Two authors, Graham Hancock and Robert Bauval, connect the sphinx to astrology. They claim that the lion shape is a reference to the constellation of Leo, the pyramids at Giza a reference to Orion and the Nile a reference to the Milky Way. In general these claims are regarded as pseudo science and have been refuted.
© Norman Walsh - The Great Sphinx
Construction of the Great Sphinx
The Great Sphinx of Giza was constructed out of one large limestone ridge, measuring 241 feet long and 66 feet tall. This stratum varies in color from soft yellow to hard gray. The body of the Sphinx was constructed out of the softer, yellow stone, while the head was made from the harder gray stone. Other than the missing nose and lips of the Sphinx, the head remains the most defining characteristic while the body has suffered from erosion.
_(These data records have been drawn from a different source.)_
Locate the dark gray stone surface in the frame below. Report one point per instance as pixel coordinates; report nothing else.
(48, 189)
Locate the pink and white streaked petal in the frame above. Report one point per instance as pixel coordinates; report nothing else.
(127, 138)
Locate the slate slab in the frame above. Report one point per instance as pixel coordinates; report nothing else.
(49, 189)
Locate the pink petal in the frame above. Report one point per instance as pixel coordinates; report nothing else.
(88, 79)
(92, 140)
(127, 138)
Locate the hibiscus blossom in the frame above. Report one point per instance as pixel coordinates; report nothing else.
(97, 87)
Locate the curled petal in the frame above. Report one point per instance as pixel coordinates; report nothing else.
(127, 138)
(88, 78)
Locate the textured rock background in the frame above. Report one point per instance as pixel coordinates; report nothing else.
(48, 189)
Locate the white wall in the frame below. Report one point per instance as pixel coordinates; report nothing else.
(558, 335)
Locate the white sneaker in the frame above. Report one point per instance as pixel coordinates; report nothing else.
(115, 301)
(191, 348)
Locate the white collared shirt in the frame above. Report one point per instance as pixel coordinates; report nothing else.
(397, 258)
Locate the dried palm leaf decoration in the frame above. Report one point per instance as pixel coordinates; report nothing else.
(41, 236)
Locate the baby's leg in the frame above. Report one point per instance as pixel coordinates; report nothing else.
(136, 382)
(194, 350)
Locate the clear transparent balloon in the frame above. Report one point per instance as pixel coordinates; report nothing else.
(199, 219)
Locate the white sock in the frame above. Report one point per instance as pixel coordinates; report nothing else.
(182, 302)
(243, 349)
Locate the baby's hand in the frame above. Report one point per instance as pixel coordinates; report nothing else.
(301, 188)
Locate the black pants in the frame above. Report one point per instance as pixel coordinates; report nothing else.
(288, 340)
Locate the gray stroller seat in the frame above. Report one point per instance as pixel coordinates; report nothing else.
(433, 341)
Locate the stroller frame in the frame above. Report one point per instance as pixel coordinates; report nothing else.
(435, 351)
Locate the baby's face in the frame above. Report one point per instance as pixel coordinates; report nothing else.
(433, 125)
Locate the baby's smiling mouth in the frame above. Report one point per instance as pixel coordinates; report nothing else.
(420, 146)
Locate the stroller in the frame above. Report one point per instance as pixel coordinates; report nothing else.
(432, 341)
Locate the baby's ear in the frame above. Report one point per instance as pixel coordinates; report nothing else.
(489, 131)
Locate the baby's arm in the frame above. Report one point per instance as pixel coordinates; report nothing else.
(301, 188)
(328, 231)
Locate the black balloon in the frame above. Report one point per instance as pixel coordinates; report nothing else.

The Sphinx's lower body was constructed of huge stone blocks from the base quarry. Engineers used the blocks for the nearby temple masonry as well. Construction began on the Sphinx through excavation around the rock outcrop and removal of the resulting huge blocks. The monument was then carved out of the exposed rock. Because of this method of construction, modern carbon dating has proven useless in identifying the Sphinx's exact date of construction.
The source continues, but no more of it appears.